- Born: Michael McCarville June 29, 1981 (age 45) Thunder Bay, Ontario

Team
- Curling club: Fort William CC, Thunder Bay, ON
- Skip: Trevor Bonot
- Third: Mike McCarville
- Second: Jordan Potts
- Lead: Kurtis Byrd
- Alternate: Al Hackner

Curling career
- Member Association: Northern Ontario
- Brier appearances: 2 (2014, 2024)
- Other appearances: CJCC: 2 (1999, 2000) CMCC: 3 (2005, 2008, 2019)
- Top CTRS ranking: 27th (2013–14)

= Mike McCarville =

Canadian curler

Mike Jeffrey McCarville is a Canadian curler from Thunder Bay, Ontario. He currently plays third on Team Trevor Bonot.

==Career==
McCarville played lead for Team Northern Ontario, skipped by Joe Scharf, at the Canadian Junior Curling Championships in 1999 and 2000, finishing with a 7–5 record and missing playoffs both times. In 2014, he won the Northern Ontario Men's Provincials as the third for Jeff Currie, qualifying for the 2014 Tim Hortons Brier. There, the team finished with a 2–9 record. On the World Curling Tour, McCarville has won the 2013 Bernick's Miller Lite Open.

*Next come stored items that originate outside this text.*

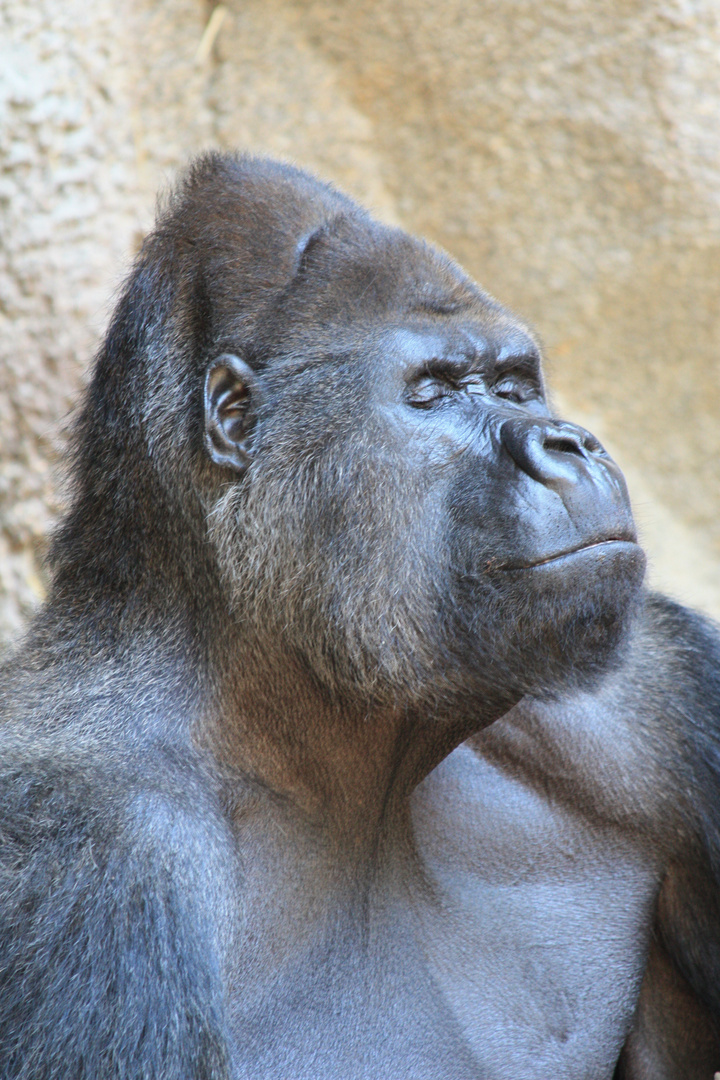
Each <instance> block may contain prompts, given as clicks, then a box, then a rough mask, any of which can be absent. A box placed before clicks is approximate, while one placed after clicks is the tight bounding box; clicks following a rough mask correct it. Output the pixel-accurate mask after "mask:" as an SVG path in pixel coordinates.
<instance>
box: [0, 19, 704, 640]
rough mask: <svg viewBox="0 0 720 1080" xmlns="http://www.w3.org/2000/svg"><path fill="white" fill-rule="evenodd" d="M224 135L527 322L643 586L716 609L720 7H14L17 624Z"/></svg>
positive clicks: (0, 64)
mask: <svg viewBox="0 0 720 1080" xmlns="http://www.w3.org/2000/svg"><path fill="white" fill-rule="evenodd" d="M208 147H221V148H235V147H240V148H243V149H249V150H252V151H256V152H260V153H268V154H273V156H279V157H282V158H285V159H289V160H291V161H294V162H297V163H298V164H300V165H303V166H305V167H309V168H311V170H315V171H316V172H317V173H320V174H321V175H322V176H324V177H327V178H329V179H331V180H335V181H336V183H337V184H338V185H340V186H341V187H342V188H344V189H345V190H348V191H349V192H350V193H351V194H353V195H355V197H356V198H358V199H359V200H362V201H363V202H365V203H367V204H369V206H370V207H371V208H372V210H373V211H375V212H376V213H377V214H378V215H379V216H380V217H382V218H384V219H386V220H389V221H393V222H397V224H400V225H403V226H404V227H405V228H407V229H409V230H411V231H413V232H418V233H422V234H423V235H426V237H429V238H430V239H432V240H433V241H435V242H436V243H438V244H440V245H441V246H444V247H445V248H447V249H448V251H449V252H450V253H451V254H452V255H453V256H456V257H457V258H458V259H459V260H460V261H461V262H462V264H464V266H465V267H466V268H467V269H468V270H470V271H471V273H472V274H473V275H475V276H476V278H477V279H478V280H479V281H480V282H481V283H483V284H484V285H485V286H486V287H487V288H488V289H489V291H490V292H491V293H493V294H494V295H495V296H497V297H498V298H499V299H500V300H502V301H503V302H505V303H506V305H508V306H510V307H511V308H513V309H515V310H516V311H517V312H518V313H519V314H520V315H521V316H522V318H525V319H526V320H527V321H529V322H530V323H531V324H532V325H533V326H534V328H535V330H536V332H538V334H539V335H540V337H541V339H542V340H543V341H544V345H545V349H546V355H547V372H548V376H549V381H551V387H552V389H553V392H554V400H555V405H556V409H557V411H558V413H559V414H560V415H565V416H568V417H569V418H572V419H573V420H578V421H579V422H581V423H584V424H585V426H586V427H588V428H589V429H590V430H592V431H594V432H595V433H596V434H597V435H598V436H599V437H600V438H601V441H602V442H603V443H604V444H606V445H607V447H608V448H609V449H610V450H611V453H612V454H613V455H614V456H615V458H616V459H617V460H619V462H620V463H621V465H622V467H623V468H624V470H625V472H626V475H627V477H628V482H629V486H630V491H631V494H633V496H634V504H635V509H636V514H637V517H638V521H639V524H640V528H641V532H642V537H643V539H644V542H646V544H647V548H648V550H649V553H650V577H651V582H652V583H653V584H655V585H657V586H660V588H662V589H664V590H665V591H667V592H669V593H670V594H671V595H674V596H676V597H678V598H680V599H683V600H685V602H688V603H690V604H693V605H695V606H697V607H702V608H704V609H705V610H706V611H709V612H711V613H715V615H716V616H717V617H720V275H719V271H720V8H719V6H718V4H717V0H667V2H658V0H606V2H603V3H598V2H597V0H545V2H544V3H542V4H540V3H538V2H536V0H443V2H438V0H332V2H322V0H229V2H228V3H227V4H225V5H221V6H216V5H215V4H214V3H210V4H207V3H205V2H203V0H163V2H157V0H155V2H149V0H125V2H124V3H123V4H118V3H116V2H113V0H92V2H89V0H62V3H60V2H58V0H33V2H32V3H29V2H28V0H0V162H1V164H0V642H2V640H4V642H6V640H9V639H10V638H11V637H12V636H14V635H16V634H17V633H18V631H21V630H22V627H23V625H24V624H25V622H26V620H27V617H28V615H29V612H30V611H31V610H32V607H33V606H35V605H37V603H38V602H39V599H40V598H41V596H42V594H43V588H44V577H43V575H44V571H43V568H42V556H43V552H44V550H45V538H46V535H47V531H49V529H51V528H52V525H53V522H54V519H55V517H56V515H57V513H58V511H59V509H62V483H60V480H62V472H60V470H59V469H58V464H57V462H58V456H59V455H60V454H62V448H63V442H64V437H65V434H64V432H66V430H67V422H68V416H69V410H70V407H71V404H72V402H73V400H74V399H76V397H77V393H78V390H79V388H80V387H81V386H82V382H83V379H84V377H85V375H86V372H87V367H89V363H90V360H91V357H92V354H93V351H94V349H95V347H96V345H97V340H98V337H99V335H100V334H101V332H103V327H104V325H105V323H106V321H107V318H108V314H109V311H110V308H111V303H112V297H113V292H114V291H116V289H117V288H118V285H119V283H120V281H121V279H122V275H123V274H124V272H125V270H126V269H127V266H128V262H130V259H131V258H132V256H133V253H134V252H135V251H136V249H137V246H138V244H139V242H140V240H141V238H142V235H144V233H145V232H146V230H147V229H148V228H149V227H150V224H151V220H152V214H153V205H154V199H155V193H157V191H158V190H159V189H161V188H164V187H166V186H167V185H168V184H169V183H172V180H173V177H174V176H175V175H176V172H177V170H178V167H180V166H181V165H182V164H184V163H185V162H186V161H187V160H188V158H189V157H190V156H192V154H193V153H196V152H198V151H199V150H201V149H204V148H208Z"/></svg>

McCarville has represented Northern Ontario in three Canadian Mixed Curling Championships, playing second each time. In 2005, his team, skipped by Joe Scharf, finished with a 5–6 record and out of playoffs. In 2008, he played for skip Mike Assad, finishing with a 6–5 record and out of playoffs. In 2019, he played for Trevor Bonot and finished the round robin with a 3–3 record, failing to advance to the championship pool. They finished the seeding pool with a 5–4 record. McCarville also won a sportsmanship award at the 2019 championship.

==Personal life==
McCarville was married to curler Krista Scharf. They have two children. He is employed as a high school math and biology teacher at St. Ignatius High School. McCarville is of Indigenous descent.